Benimsediğimiz temel ilkelerden birini (bence en önemlisini) sürekli ihlal ediyoruz. "Loca, insan hırslarının giremeyeceği, tarafsız ve sakin bir yerdir." Kimin regalyasında kaç düğme bulunduğu; kimin mabedin daha önemli bir köşesinde yer aldığı; kimin hangi Masonik unvan ve sıfatlara sahip olduğu; kimin toplantıda son sözü söyleyeceği, yabana atılmayacak sayıda Kardeşimizin gündemindeki konulardır. Hattâ bu konular bazı Kardeşlerimin temel Masonik motivasyonunu teşkil eder. Böyle bir motivasyonun Masonluğa sağlıklı yansımaları olamaz. Zaten Masonlukta yaşanan bütün temel sorunlar da bu hastalıklı yansımaların eseridir.
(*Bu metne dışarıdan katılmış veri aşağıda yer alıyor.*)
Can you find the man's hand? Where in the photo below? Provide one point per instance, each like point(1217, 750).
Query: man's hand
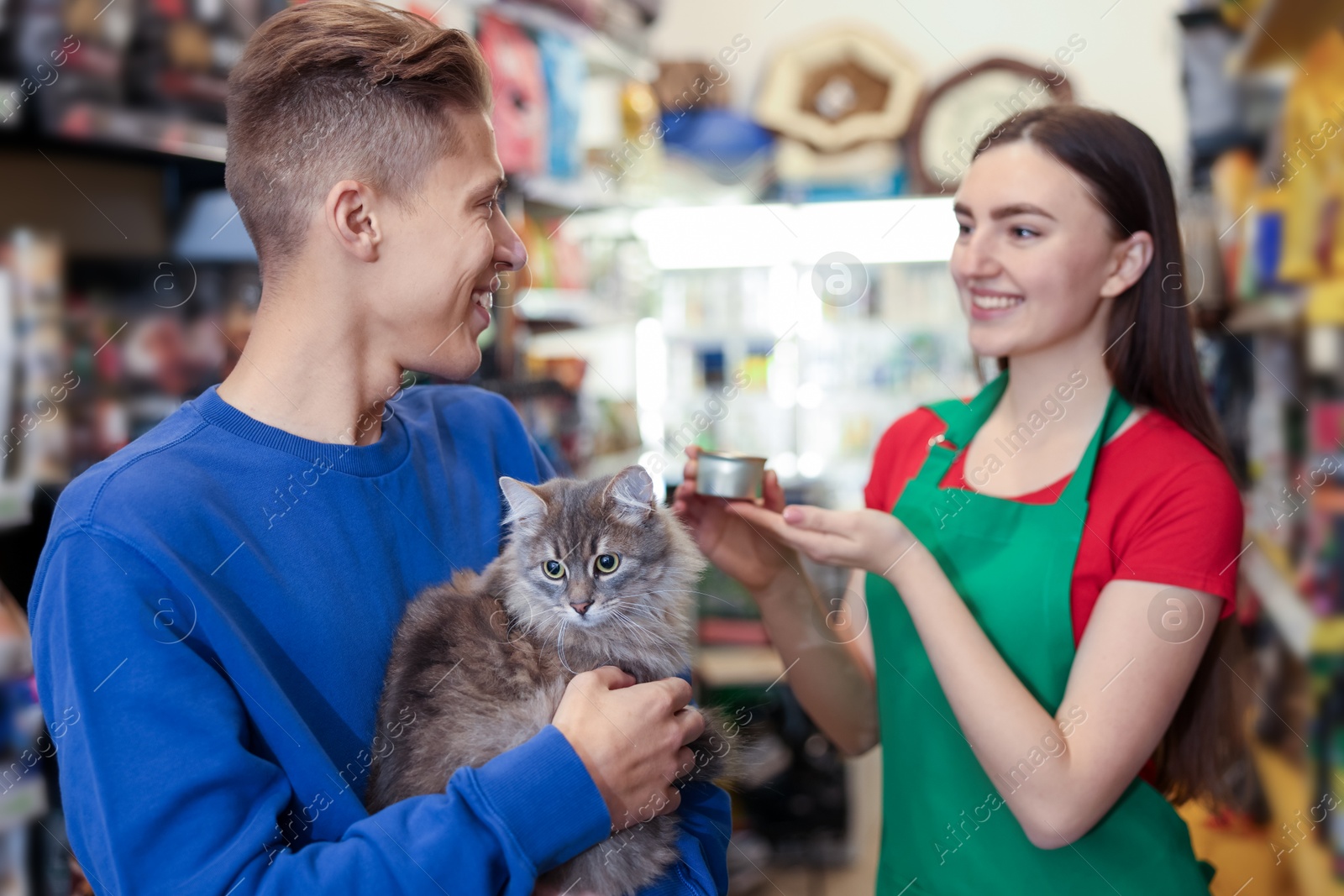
point(632, 738)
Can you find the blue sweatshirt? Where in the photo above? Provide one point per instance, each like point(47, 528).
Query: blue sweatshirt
point(212, 618)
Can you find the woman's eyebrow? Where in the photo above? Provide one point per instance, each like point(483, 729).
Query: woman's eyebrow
point(1005, 211)
point(1019, 208)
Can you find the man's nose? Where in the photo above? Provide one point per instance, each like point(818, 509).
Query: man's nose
point(510, 253)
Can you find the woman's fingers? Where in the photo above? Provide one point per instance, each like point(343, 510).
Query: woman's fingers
point(773, 492)
point(812, 517)
point(820, 542)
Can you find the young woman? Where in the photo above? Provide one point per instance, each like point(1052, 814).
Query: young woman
point(1041, 570)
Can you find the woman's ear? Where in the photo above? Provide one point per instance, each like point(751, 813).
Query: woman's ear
point(1128, 262)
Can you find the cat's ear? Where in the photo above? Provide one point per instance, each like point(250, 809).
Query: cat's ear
point(631, 495)
point(526, 506)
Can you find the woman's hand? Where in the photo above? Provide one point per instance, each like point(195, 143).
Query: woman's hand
point(732, 543)
point(862, 539)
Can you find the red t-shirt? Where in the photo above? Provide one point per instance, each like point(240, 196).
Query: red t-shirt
point(1163, 508)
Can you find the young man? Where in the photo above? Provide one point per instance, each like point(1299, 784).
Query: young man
point(215, 604)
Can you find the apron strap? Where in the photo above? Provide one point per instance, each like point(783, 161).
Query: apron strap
point(1117, 411)
point(964, 421)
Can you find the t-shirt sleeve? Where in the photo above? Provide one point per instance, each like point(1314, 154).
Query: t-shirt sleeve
point(165, 789)
point(1189, 533)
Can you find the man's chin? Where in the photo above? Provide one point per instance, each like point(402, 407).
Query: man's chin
point(454, 360)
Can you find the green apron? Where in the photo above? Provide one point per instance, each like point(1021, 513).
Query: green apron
point(945, 826)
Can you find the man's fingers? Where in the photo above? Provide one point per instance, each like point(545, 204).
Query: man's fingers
point(692, 725)
point(678, 692)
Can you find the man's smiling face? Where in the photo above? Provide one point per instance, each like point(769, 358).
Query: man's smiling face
point(444, 255)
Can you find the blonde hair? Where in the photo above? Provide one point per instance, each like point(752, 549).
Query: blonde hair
point(335, 89)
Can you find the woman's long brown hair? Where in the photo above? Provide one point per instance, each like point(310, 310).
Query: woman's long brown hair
point(1152, 362)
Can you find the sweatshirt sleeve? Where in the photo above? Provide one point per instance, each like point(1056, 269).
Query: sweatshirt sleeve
point(167, 790)
point(706, 821)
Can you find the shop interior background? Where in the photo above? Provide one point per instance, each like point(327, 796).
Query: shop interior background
point(738, 221)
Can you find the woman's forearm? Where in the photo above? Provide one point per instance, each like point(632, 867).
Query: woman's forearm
point(824, 667)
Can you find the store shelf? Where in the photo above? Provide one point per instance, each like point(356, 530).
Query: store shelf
point(1270, 313)
point(722, 667)
point(1281, 33)
point(170, 134)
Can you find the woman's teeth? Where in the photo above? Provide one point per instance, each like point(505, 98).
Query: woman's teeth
point(994, 302)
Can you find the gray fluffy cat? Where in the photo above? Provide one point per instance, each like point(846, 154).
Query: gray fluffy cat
point(593, 574)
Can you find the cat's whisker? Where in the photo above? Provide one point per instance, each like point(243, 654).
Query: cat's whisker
point(682, 591)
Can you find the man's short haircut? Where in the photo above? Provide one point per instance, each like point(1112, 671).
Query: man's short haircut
point(335, 89)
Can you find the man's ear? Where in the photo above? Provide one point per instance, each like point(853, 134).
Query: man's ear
point(526, 508)
point(349, 217)
point(1132, 258)
point(631, 495)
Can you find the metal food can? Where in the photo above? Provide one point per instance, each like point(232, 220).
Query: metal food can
point(727, 474)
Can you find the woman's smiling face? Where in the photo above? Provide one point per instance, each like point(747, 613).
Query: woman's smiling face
point(1037, 255)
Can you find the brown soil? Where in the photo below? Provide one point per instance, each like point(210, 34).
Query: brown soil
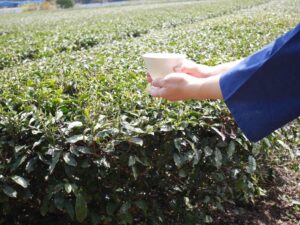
point(280, 206)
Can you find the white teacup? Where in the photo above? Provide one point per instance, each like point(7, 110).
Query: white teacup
point(161, 64)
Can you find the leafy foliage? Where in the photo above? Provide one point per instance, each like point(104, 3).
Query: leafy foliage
point(81, 140)
point(65, 3)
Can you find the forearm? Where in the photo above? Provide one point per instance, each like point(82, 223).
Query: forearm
point(222, 68)
point(207, 88)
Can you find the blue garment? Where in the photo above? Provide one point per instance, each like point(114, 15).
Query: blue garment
point(263, 91)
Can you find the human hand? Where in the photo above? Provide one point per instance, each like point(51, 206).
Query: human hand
point(175, 86)
point(181, 86)
point(194, 69)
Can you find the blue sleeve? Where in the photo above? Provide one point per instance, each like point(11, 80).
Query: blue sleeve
point(263, 91)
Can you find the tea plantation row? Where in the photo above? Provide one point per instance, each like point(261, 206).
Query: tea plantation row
point(81, 140)
point(46, 34)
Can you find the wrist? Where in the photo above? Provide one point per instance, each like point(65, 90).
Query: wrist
point(207, 88)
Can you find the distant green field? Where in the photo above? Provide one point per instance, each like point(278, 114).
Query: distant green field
point(74, 79)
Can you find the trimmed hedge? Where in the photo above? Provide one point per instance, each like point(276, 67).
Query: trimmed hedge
point(82, 142)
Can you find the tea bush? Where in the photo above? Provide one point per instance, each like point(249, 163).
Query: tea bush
point(82, 142)
point(65, 3)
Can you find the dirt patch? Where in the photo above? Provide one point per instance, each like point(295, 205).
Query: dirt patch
point(280, 206)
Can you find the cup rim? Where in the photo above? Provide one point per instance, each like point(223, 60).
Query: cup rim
point(152, 55)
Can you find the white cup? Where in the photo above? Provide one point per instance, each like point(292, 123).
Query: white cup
point(161, 64)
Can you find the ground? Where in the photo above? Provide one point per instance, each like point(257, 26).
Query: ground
point(281, 205)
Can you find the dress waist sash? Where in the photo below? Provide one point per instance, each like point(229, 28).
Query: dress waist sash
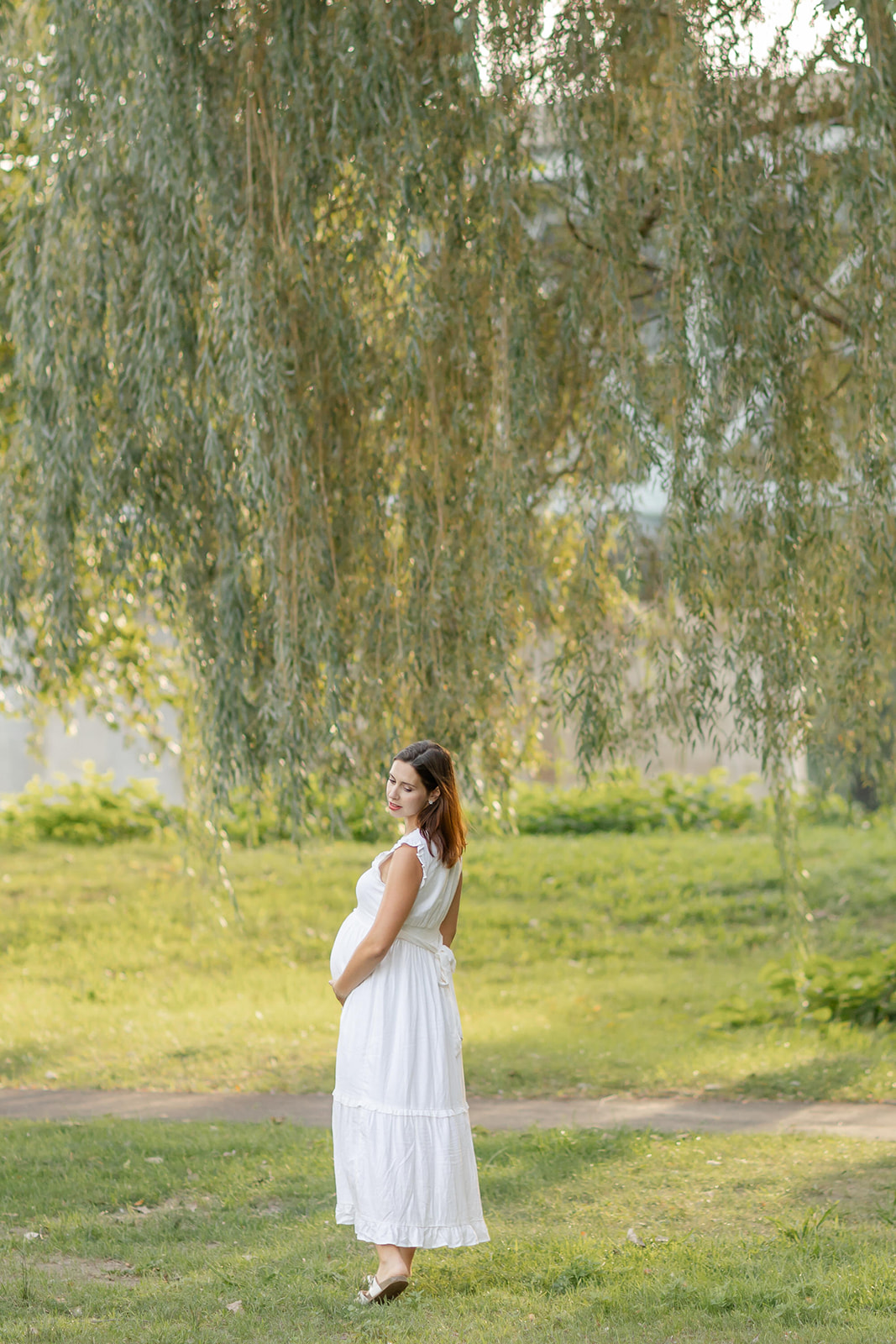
point(427, 938)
Ama bizim konumuz bu değil. Hep var olmuş ve olacak insani zaaflarla her yerde karşılaşmak mümkün zaten. Masonluğu farklı ve özellikli kılan, başka hiçbir yerde bulamayacağımız, insan hırslarından uzak; inisiyasyonun havasıyla büyülenmiş; halisiyetle hakikati arayan Kardeşlerdir. Kimin sonra girip önce çıktığı onları hiç ilgilendirmez. Bu Kardeşler farklı yaşta ve kıdemde olabilirler. Üstelik tarzları itibarıyla birbirlerine de benzemeyebilirler. Fakat gözlerinde bir pırıltı vardır ki karşınıza çıktıkları yerde tanırsınız. Onlar benim unutma beni çiçeklerimdir. Onları gördüğüm yerde gerçek Masonluğu görürüm. Unutma beni çiçeklerinin sesleri pek çıkmaz. Sayıca çok mudurlar bilemem ama ne mutlu ki her yerde vardırlar. Zira, bütün bu sistem onların yüzü suyu hürmetine dönmektedir; onlar var oldukça, geleceğimizde ümit vardır.
Hikayesini anlattığım devrim, unutma beni çiçeklerinin devrimidir. Devrime sahip çıkacak olan da yine onlardır. Devrimi yaptıkları gibi sessiz, sakin, vakur ama kararlı.